In Search of Mary: The Mother of all Journeys by Bee Rowlatt
|In Search of Mary: The Mother of all Journeys by Bee Rowlatt|
|Reviewer: Rebecca Foster|
|Summary: A BBC journalist and mother of four sets out, baby in tow, to trace the steps of Mary Wollstonecraft in Norway and France. A follow-up trip to California is a little off-topic, but allows Rowlatt to survey the development of feminism over the last few centuries.|
|Buy? Maybe||Borrow? Yes|
|Pages: 288||Date: October 2015|
|Publisher: Alma Books|
|External links: Author's website|
As a university student at Glasgow, Bee Rowlatt first encountered the proto-feminist Mary Wollstonecraft through her epistolary travel narrative, Letters from Norway. This book is her homage to Wollstonecraft as well as an attempt to pinpoint why this particular work has meant so much to her over the years and helped her form her own ideas about feminism and motherhood. From Norway to Paris and then San Francisco, Rowlatt follows in Wollstonecraft's footsteps and asks everyone she meets how modern feminism and motherhood can coincide. By using a Dictaphone, she is able to recreate her dialogues exactly, making for lively, conversational prose.
At around the time of the French Revolution, Wollstonecraft was living in Paris as man and wife with an American bounder named Gilbert Imlay. He cheated and she tried to kill herself. Hoping to get his melancholy girlfriend out of the way, Imlay sent her to Scandinavia to look for his missing ship off the coast of Norway. She dutifully set off with her baby daughter Frances and her maid Marguerite to try to trace his lost cargo of silver as far as possible.
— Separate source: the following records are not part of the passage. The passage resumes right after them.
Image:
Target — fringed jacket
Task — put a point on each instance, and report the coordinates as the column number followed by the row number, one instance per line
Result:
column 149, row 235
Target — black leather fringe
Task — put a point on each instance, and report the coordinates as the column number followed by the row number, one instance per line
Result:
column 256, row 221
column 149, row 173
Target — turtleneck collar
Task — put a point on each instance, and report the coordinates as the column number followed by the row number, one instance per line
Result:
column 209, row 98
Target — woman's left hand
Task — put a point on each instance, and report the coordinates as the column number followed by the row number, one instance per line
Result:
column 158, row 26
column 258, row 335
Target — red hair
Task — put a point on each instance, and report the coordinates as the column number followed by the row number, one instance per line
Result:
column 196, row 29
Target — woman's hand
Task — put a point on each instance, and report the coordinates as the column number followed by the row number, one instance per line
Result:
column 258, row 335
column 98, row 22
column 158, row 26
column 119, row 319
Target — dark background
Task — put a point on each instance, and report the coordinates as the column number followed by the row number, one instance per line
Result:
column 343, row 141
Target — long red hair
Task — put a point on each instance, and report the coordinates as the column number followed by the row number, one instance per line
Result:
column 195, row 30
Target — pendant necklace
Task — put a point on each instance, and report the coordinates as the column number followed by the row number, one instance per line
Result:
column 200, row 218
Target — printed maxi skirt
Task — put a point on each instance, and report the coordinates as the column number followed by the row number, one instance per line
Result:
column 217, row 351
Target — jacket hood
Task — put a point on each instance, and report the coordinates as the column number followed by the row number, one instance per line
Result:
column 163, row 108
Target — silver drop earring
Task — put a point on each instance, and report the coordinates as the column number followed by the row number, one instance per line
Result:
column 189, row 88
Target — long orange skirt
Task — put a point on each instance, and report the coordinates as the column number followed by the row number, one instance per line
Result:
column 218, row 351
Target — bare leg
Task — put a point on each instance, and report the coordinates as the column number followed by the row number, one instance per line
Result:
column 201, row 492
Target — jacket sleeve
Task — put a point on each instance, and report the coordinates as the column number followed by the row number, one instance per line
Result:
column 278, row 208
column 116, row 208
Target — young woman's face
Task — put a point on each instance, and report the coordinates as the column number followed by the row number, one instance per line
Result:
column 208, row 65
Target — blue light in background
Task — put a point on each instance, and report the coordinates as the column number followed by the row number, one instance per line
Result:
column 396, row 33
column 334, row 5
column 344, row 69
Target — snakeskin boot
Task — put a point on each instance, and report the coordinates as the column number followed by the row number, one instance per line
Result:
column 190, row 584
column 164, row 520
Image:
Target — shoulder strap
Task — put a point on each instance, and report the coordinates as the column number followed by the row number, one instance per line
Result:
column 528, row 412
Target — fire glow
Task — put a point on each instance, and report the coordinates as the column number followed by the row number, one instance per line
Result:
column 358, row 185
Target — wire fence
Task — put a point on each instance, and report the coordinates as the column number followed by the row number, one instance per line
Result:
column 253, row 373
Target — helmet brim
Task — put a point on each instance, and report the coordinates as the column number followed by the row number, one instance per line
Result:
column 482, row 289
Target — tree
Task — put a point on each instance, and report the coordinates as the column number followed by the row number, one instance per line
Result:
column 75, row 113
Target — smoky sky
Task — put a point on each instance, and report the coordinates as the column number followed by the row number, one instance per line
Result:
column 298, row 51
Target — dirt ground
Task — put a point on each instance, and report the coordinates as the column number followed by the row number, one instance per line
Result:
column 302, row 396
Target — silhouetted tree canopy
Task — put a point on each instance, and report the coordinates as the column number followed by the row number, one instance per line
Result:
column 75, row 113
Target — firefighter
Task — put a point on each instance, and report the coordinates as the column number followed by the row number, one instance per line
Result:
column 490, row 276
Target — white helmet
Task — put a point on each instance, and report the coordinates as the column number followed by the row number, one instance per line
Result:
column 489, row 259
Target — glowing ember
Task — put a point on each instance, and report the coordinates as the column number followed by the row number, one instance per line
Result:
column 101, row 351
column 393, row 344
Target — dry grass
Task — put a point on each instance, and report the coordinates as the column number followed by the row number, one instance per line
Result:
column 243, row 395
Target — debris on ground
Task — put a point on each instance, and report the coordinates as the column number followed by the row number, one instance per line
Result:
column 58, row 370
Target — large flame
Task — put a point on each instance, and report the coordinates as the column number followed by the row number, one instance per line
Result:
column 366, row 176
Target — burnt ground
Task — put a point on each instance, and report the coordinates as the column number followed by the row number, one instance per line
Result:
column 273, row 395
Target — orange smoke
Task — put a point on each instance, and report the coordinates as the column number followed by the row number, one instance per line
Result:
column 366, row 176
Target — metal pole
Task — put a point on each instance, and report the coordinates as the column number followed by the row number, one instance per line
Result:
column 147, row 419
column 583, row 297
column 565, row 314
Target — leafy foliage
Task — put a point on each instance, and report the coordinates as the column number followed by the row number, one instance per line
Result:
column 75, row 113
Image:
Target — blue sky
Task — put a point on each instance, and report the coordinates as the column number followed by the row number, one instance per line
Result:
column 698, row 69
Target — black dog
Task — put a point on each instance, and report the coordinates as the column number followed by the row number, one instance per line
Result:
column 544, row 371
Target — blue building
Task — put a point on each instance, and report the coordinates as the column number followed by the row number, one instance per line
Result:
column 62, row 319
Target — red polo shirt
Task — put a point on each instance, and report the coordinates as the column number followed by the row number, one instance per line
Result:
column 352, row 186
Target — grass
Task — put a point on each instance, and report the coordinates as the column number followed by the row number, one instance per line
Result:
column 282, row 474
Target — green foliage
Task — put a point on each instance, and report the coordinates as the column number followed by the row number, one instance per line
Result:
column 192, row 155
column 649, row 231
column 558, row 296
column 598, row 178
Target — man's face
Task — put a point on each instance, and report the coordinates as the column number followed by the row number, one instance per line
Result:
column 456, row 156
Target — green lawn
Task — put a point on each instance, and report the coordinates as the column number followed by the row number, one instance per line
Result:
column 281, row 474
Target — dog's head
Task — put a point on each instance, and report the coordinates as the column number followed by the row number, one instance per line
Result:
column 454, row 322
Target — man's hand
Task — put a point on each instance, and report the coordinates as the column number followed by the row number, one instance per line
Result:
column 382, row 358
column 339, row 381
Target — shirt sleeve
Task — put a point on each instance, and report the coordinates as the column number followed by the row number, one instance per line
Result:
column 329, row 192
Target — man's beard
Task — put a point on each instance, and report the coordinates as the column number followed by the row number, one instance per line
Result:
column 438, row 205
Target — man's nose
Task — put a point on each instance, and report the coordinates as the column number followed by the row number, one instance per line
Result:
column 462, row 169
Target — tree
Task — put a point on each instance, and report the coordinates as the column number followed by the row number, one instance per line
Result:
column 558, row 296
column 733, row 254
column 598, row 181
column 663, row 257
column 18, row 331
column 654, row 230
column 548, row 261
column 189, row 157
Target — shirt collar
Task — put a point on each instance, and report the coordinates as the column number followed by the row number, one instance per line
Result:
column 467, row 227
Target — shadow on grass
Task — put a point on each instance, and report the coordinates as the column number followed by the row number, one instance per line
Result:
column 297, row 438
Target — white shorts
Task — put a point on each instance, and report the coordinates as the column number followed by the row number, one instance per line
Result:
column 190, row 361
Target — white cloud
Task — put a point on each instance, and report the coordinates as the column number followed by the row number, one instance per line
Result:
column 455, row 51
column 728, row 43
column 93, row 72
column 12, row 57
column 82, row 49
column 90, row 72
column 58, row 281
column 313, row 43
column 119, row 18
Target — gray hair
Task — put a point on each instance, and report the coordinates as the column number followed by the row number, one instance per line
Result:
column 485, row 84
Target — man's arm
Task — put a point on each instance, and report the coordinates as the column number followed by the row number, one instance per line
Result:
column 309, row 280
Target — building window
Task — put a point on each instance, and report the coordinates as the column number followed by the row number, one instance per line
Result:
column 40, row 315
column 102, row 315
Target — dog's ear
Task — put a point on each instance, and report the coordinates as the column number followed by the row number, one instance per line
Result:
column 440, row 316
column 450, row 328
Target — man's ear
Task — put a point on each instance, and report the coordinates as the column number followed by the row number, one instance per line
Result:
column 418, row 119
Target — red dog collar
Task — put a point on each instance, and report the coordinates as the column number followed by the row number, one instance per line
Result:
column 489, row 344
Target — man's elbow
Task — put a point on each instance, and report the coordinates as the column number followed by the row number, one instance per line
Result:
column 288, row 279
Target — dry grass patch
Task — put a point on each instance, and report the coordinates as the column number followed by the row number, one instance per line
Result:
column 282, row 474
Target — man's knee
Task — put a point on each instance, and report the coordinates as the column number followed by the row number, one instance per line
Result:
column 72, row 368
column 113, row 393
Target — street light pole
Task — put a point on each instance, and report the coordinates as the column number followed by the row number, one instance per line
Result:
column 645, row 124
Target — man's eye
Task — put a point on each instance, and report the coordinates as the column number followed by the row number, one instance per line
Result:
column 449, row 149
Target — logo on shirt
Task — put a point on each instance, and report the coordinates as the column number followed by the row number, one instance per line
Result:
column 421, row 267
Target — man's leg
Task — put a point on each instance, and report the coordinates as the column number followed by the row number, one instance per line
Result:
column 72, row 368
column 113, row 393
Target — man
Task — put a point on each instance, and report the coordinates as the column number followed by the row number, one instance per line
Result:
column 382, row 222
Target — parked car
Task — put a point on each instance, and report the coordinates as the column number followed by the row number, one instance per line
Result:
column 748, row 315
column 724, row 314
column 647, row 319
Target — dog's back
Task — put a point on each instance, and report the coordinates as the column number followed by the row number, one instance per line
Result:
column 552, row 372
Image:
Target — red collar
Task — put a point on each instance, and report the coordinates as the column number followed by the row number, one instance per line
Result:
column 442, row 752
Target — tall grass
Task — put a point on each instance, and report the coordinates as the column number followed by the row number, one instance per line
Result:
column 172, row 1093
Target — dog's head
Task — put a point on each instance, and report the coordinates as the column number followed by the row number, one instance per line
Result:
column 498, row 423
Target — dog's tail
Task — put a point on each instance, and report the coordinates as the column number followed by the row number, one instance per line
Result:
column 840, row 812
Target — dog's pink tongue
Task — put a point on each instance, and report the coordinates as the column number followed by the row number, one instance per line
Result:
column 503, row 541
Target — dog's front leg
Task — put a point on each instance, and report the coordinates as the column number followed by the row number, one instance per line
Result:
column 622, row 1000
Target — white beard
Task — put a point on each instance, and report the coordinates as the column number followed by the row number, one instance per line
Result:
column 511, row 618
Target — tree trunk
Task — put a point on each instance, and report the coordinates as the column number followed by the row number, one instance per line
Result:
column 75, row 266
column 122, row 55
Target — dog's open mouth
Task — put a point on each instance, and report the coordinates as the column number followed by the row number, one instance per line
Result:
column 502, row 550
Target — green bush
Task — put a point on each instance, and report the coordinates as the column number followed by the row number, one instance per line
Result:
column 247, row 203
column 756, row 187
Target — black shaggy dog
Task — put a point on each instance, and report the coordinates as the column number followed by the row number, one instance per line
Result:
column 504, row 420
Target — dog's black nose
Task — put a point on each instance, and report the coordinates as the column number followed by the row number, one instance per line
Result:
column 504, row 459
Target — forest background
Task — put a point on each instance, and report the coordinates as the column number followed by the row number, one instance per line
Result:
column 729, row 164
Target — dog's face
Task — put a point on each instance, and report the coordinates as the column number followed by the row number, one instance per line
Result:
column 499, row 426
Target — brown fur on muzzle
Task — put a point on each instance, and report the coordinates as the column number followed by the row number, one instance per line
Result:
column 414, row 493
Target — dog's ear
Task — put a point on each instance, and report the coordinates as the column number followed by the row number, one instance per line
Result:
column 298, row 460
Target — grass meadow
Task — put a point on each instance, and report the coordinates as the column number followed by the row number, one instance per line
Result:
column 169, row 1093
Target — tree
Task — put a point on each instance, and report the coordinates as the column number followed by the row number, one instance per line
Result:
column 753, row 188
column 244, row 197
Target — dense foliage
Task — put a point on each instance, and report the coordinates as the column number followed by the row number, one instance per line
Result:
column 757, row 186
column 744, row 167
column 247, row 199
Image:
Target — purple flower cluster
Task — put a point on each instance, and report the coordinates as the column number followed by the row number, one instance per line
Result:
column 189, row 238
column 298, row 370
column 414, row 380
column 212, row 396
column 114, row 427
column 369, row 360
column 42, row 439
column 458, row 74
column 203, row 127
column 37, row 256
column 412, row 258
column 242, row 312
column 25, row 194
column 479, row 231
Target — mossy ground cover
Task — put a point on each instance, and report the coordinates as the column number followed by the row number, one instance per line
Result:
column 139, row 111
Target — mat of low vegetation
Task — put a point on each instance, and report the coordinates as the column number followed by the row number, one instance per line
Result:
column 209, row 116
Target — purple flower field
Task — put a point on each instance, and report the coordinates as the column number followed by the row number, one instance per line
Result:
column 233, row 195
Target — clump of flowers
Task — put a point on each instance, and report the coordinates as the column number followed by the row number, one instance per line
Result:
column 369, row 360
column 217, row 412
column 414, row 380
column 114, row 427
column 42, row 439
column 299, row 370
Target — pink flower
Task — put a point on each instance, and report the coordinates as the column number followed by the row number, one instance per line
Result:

In 2011 Rowlatt recreated this journey with her young son Will, flying to Sweden and then driving to a ferry terminal so as to approach Norway by sea like Wollstonecraft did. Upon arrival in Risør she stayed in a flat at the bottom of the garden of the communist mayor and met an impressive number of Norwegians who knew about Wollstonecraft and her brief connection to their country. Alas, from Wollstonecraft's account it seems she was unimpressed with the place, deploring the people's poverty and bad manners. Rowlatt fell in love with Scandinavia but had chosen an unexpectedly inopportune time; just three weeks after she left, Anders Breivik killed more than 70 people in his rampage of terror.
Rowlatt's next stop, with now-toddler Will, was Paris, where because it was harder to find historical traces of Wollstonecraft she had to do more general tourism, seeing the site of the Bastille and other revolutionary hotspots. Appropriately, she also stumbled onto a feminist march. It's with the book's third journey that Rowlatt lost me a bit. She decided to go to San Francisco to find the relics of 1970s feminism. Although this section has some of the book's best set pieces – a Goddess Grrrls meeting, learning about 'ecosexuality', seeing The Vagina Monologues and undergoing a rebirthing ceremony – it's barely relevant and also seems like an excuse to poke gentle fun at some hippies.
One of Rowlatt's major questions, something she asks wherever she goes, is how the feminist perspective accommodates motherhood. 'Having babies seems to make us different. Is this a good thing or something we should ignore? Where does motherhood fit into a revolutionary landscape?' Rowlatt sometimes feels guilty even bringing it up because she knows that she – an educated, professional woman with enough expendable income to hire a nanny for her four kids – is so much better off than many poor, vulnerable women, like the ones her friend Lucy works with in inner-city Leeds. Is the 'having it all' debate even pertinent anymore?
Really the topic of feminism over the centuries is too broad for Rowlatt to do justice to, and she's not enough of a Wollstonecraft expert to give a real sense of her heroine's life and work, despite frequently quoting long passages from Letters from Norway and A Vindication of the Rights of Woman. Still, it's easy to see why anyone would admire Wollstonecraft: she 'loved just as she lived, passionately, and at a hundred miles an hour – as if it was the last day of her life.' Rowlatt's life story also connects with Wollstonecraft's in one climactic particular: like Wollstonecraft, she had a retained placenta after her second delivery, a life-threatening condition even today. It was the immediate cause of Wollstonecraft's death, after she had just given birth to the baby who would become Mary Shelley.
This isn't as successful a 'bibliomemoir' as many I've read in recent years, such as Rebecca Mead's The Road to Middlemarch or Samantha Ellis's How to Be a Heroine, but for readers interested in engaging in the ongoing debate about how women can balance work life with motherhood, and especially for any women who have attempted travelling with children, it's a fun, sassy travelogue.
Further reading suggestion: To further explore how women's writing can be inspirational, try How To Be A Heroine: Or, what I've learned from reading too much by Samantha Ellis. Mary Wollstonecraft plays a minor role in Wits and Wives: Dr Johnson in the Company of Women by Kate Chisholm.